L’idéologie qui a prévalu après 1962 a mené nos dirigeants vers d’autres horizons. Les jeunes de ton âge sont décomplexés de ce coté la. Si je leur demande s’ils accepteraient qu’il y ait des Algériens moins que les autres, ils refuseraient sûrement. On arrivera, sûrement, à bâtir une Algérie qui s’accepte dans ses différences.
Quel est votre message aux Algériens et aux Maghrébins du Canada ?
Je m’adresse toujours à tous les Algériens. Je ne fais aucune discrimination entre eux. En 1962, on a recouvré notre indépendance. Une discrimination perdure et qu’on doit régler au plus vite. J’ai deux questions à poser, comment se fait-il que des gens qui ont combattu autant que d’autres et qui sont la depuis la nuit des temps ; On leur dénie le droit d être Algériens.
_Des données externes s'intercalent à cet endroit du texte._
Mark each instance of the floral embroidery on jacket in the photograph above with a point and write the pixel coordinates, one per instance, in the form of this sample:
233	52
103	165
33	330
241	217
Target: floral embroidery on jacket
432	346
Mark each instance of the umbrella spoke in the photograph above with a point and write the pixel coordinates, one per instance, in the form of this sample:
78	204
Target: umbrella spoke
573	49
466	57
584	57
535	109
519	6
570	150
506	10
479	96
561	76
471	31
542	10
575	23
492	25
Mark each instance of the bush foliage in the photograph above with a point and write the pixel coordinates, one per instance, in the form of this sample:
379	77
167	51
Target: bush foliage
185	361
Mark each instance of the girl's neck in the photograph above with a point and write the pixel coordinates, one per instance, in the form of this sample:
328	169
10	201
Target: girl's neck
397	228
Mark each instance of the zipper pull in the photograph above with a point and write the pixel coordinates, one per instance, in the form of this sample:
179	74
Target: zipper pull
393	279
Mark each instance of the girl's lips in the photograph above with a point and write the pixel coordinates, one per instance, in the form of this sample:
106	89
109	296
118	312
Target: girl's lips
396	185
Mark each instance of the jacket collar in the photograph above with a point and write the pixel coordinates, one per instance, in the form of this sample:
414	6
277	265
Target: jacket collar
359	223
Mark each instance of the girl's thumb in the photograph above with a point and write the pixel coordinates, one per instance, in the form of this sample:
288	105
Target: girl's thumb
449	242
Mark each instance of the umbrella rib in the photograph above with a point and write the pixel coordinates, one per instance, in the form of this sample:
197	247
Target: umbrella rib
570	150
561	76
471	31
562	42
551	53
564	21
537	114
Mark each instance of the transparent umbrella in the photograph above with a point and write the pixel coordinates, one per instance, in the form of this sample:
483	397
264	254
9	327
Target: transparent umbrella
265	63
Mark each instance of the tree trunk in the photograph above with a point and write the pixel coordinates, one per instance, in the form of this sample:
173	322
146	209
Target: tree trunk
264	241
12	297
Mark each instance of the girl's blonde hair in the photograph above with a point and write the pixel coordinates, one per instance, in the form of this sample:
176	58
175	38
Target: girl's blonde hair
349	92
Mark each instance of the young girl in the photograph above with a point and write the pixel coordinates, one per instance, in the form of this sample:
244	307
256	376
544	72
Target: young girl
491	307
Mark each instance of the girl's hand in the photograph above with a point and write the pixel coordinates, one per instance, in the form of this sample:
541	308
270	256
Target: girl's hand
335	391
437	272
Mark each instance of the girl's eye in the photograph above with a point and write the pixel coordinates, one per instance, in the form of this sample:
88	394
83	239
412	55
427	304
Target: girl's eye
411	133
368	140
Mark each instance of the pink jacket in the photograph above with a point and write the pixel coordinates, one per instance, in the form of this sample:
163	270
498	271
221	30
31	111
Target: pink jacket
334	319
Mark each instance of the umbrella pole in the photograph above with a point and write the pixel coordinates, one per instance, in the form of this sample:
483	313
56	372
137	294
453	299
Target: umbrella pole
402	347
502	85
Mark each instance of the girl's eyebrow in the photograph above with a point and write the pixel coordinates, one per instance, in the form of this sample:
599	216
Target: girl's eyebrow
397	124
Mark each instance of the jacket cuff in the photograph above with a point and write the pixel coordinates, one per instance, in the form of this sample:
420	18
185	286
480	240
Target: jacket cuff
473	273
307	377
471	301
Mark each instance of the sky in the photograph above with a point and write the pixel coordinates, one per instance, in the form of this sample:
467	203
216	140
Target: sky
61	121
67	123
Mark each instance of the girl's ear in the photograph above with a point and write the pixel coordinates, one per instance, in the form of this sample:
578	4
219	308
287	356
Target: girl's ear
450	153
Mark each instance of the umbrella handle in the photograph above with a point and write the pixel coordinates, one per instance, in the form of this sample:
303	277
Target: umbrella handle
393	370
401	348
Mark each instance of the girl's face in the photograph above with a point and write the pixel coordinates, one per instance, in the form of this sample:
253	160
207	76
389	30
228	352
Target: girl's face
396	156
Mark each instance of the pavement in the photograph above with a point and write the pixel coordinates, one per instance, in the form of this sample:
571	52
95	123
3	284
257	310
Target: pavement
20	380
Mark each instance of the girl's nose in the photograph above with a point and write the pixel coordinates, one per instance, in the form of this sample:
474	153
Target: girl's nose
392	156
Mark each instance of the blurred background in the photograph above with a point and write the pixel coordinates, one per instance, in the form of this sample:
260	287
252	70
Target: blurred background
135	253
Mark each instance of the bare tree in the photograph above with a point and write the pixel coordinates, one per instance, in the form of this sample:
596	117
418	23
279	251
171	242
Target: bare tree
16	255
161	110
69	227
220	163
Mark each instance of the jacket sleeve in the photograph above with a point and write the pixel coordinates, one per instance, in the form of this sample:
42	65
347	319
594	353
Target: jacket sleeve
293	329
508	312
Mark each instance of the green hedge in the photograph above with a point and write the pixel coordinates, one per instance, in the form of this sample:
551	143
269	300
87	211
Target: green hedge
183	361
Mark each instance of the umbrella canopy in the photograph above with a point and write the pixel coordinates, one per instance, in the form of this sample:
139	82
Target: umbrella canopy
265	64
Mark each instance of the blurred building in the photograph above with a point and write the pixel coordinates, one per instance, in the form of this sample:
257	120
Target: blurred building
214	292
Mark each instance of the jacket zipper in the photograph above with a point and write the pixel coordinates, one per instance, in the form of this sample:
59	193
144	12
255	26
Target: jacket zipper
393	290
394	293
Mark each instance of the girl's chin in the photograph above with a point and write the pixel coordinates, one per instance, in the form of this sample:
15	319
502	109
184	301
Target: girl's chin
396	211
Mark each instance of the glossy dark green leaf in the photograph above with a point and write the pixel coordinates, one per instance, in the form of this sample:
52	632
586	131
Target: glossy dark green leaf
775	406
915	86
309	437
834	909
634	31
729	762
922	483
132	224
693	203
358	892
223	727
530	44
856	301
Mon message c’est d’aller ensemble vers le même chemin pour construire une Algérie qui s’accepte et qui ne fait pas de distinction entre ses fils en le traitant de la même manière.
Idir : Quatre albums et un renom universel
Idir, de son vrai nom Hamid Cheriet, né en 1949 en Algérie, dans le village d’Aït Lahcène dans la commune actuelle de Beni Yenni en Grande Kabylie, est un chanteur, auteur-compositeur-interprète et musicien.
Il ne se destinait pas à la chanson. Son nom d’artiste signifie d’ailleurs en berbère : « Il vit », nom traditionnellement donné à un enfant né difficilement, pour l’encourager à vivre. Mais un de ses premiers titres, A Vava Inouva devient rapidement un tube planétaire, dans les années 1970, le premier grand tube venu directement d’Afrique du Nord. Sa carrière est marquée par une irruption soudaine au premier rang, puis une éclipse volontaire d’environ une dizaine d’années à partir de 1981. Ses albums solo sont rares, quatre en quatre décennies. Mais l’œuvre d’Idir a contribué au renouveau de la chanson amazigh, et a apporté à la culture berbère une audience internationale.